The issue is not so much about generation in the east, where petrol and diesel generators are the primary source of military power, he added. “It’s about total warfare – on the economy, and on society. What we’re seeing at the moment is just the beginning.”
What about Ukrainian attacks within Russia?
Meanwhile, Ukraine has been conducting long-range strikes against Russian oil refineries – with, for example, three strikes on the Saratov refinery within a month. In this excellent report, Reuters estimates that there have been at least 58 attacks on key Russian energy sites since the start of August, reaching as far as 1,200 miles into Russian territory. There were only three such strikes in June and July.
Analysts tend to view these attacks as a thorn in Putin’s side rather than a critical blow against Russian military power – but note that it is a source of pain to ordinary Russians, with refining capacity reduced by as much as 21% at the end of August.
“It’s hard to calculate the tangible impact on the Russian economy, which is still a behemoth,” Farrell said. “But it is definitely a blow to the social contract that Putin has with his people, where if they are loyal to him he is the provider of strength and stability.”
A key question is whether Ukraine can maintain the pace of these attacks at a level that could knock refineries out of service altogether – and, for now, any claim that this might be gamechanging appears fanciful. “You can compare it to when Russia first started hitting Ukrainian energy infrastructure,” Farrell said. “A pro-Russian observer might have thought that Ukraine would surrender. But Ukraine adapted, the infrastructure was repaired, Russia didn’t have the missiles it needed to continue the intensity of the campaign, and that was that.”
How significant could Trump’s meeting with Putin be?
Trump’s habit of constant recalibration in his attitude to Zelenskyy and Putin – at different points suggesting that he has lost patience with both and is ready to make a decisive shift in his position, only to back away – was repeated last week. After suggesting that he might provide Tomahawk missiles to Ukraine, he played that prospect down on Friday. The Financial Times reported that he tossed aside Ukrainian maps of the front and told Zelenskyy that Putin had told him the conflict was a “special operation, not even a war”. That is not promising mood music for Kyiv ahead of his next meeting with Putin.
“This is the same circus,” Farrell said. “In August he seemed very close to imposing harsh consequences on Putin, and then Putin proposed the Alaska meeting and Russia was off the hook.
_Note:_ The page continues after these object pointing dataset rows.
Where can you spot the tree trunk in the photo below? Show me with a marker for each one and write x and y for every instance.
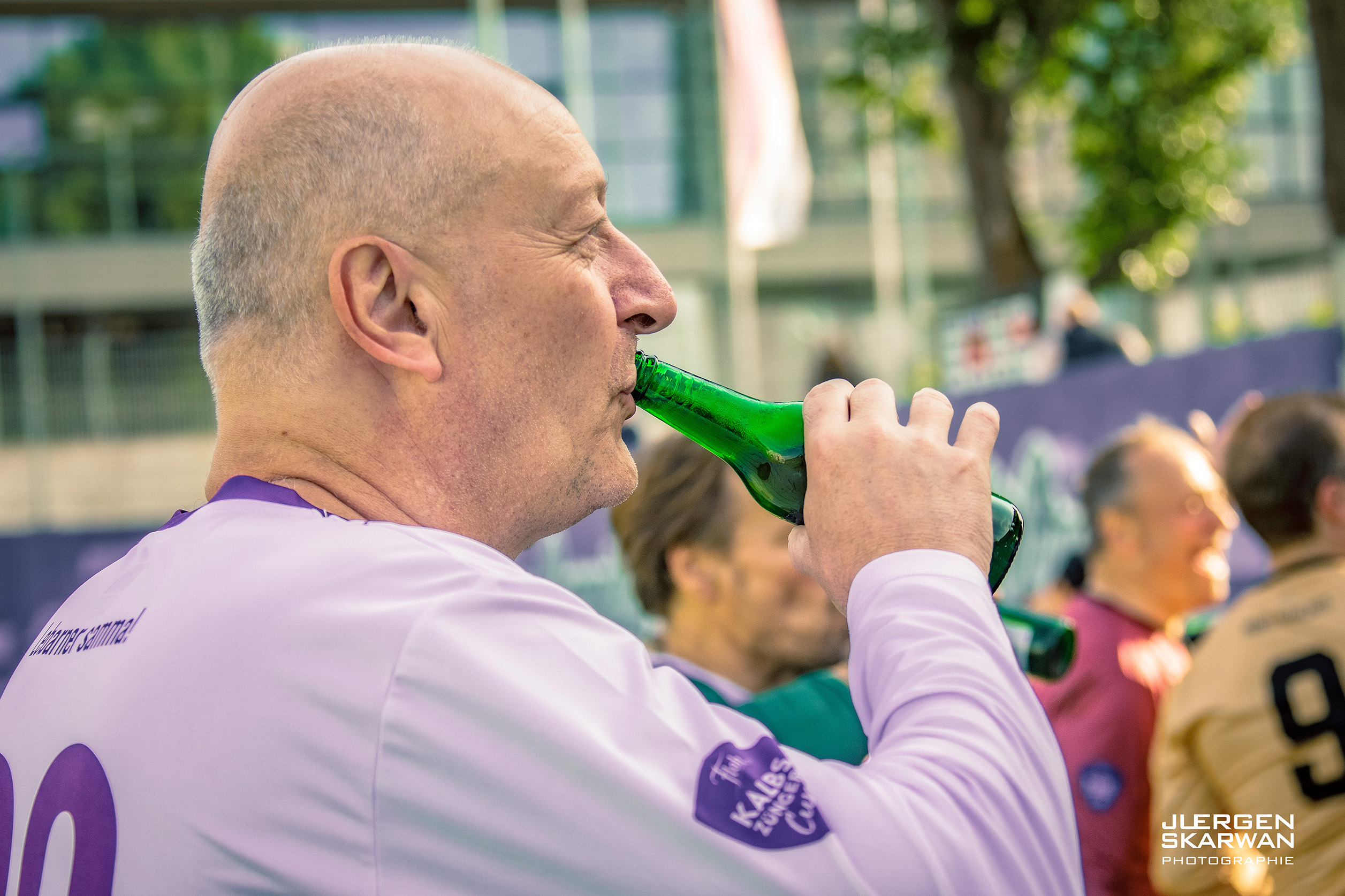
(1328, 18)
(986, 124)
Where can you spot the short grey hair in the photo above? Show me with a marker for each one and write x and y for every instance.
(1108, 480)
(339, 164)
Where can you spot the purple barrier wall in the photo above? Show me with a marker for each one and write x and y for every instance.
(1047, 434)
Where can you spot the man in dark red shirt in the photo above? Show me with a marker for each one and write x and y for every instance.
(1160, 520)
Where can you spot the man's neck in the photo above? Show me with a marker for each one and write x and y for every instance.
(705, 644)
(1312, 548)
(1122, 593)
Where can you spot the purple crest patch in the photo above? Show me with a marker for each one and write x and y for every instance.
(755, 795)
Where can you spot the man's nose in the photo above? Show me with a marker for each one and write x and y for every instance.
(643, 300)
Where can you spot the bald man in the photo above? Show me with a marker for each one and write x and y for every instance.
(334, 679)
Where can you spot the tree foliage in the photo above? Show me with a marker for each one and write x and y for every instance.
(1153, 89)
(159, 88)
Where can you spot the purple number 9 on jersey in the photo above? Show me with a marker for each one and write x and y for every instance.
(74, 784)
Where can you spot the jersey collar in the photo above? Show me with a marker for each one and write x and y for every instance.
(247, 488)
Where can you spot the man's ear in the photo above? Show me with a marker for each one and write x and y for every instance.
(692, 570)
(1117, 530)
(1329, 504)
(371, 282)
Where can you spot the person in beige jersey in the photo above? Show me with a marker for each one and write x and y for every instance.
(1249, 765)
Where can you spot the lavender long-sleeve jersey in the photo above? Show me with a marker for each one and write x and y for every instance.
(267, 699)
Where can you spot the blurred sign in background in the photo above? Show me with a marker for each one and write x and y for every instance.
(1167, 156)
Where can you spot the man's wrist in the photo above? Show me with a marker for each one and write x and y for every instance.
(900, 564)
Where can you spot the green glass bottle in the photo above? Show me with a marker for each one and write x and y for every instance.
(763, 442)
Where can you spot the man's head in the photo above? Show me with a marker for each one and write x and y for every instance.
(1286, 469)
(405, 277)
(1160, 522)
(717, 564)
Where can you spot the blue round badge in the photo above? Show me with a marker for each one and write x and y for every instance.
(1100, 784)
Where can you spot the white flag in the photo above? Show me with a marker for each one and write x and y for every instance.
(769, 172)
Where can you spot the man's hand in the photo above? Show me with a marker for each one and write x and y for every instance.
(876, 487)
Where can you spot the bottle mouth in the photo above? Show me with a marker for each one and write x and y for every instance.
(644, 367)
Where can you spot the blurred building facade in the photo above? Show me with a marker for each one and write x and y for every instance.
(105, 416)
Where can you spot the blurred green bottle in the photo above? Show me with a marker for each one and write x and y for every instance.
(763, 442)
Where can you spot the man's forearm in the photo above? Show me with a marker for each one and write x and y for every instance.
(955, 732)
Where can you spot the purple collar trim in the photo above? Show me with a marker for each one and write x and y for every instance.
(248, 488)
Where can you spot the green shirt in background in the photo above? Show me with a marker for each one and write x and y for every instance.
(813, 713)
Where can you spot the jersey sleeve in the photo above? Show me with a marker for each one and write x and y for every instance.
(1180, 787)
(528, 746)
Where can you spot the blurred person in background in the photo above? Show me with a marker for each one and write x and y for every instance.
(1258, 724)
(1053, 597)
(1160, 523)
(748, 629)
(1087, 340)
(332, 677)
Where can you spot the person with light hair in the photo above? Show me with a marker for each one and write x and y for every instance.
(332, 677)
(1257, 729)
(1160, 522)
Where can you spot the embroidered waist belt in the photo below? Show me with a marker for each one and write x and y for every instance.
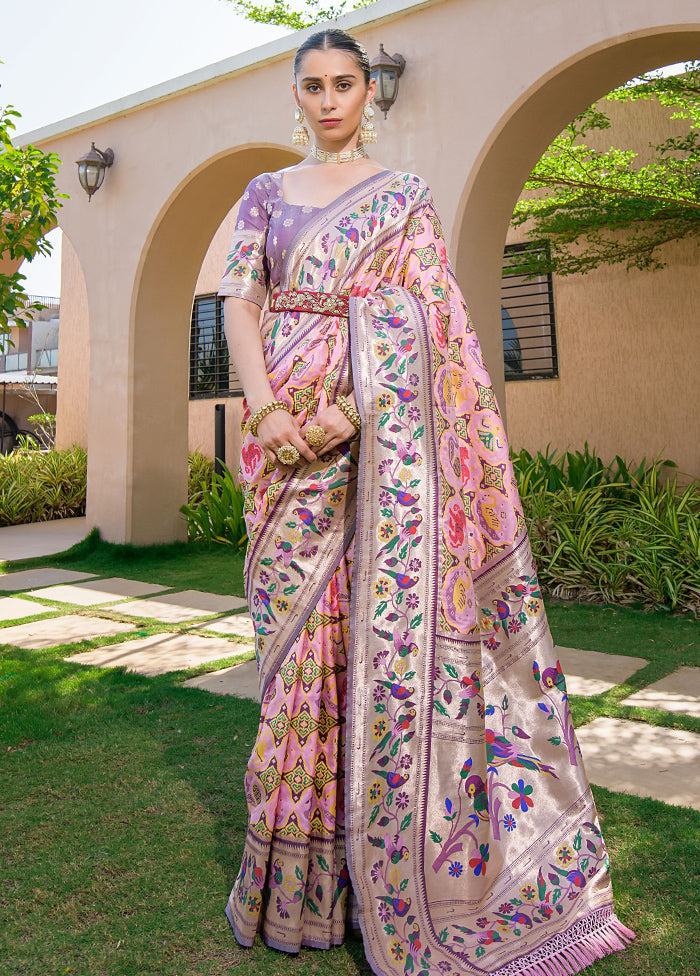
(311, 301)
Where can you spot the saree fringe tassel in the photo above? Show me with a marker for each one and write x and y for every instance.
(413, 699)
(555, 959)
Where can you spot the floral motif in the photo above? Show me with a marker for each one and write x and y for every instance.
(522, 796)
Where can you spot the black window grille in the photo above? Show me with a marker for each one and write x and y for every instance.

Now it looks like that could happen again if Moscow plays its cards right.”
The Tomahawk missiles, which would significantly extend Ukraine’s ability to hit targets deep in Russian territory, would be very valuable. (Dan Sabbagh has more on their significance in this piece.) “But it’s really just part of the bigger picture,” Farrell said. “Selling them to Ukraine might be a sign that he has finally made a decision. But Ukrainians aren’t putting too much hope in the idea that this merry-go-round will finally be over.”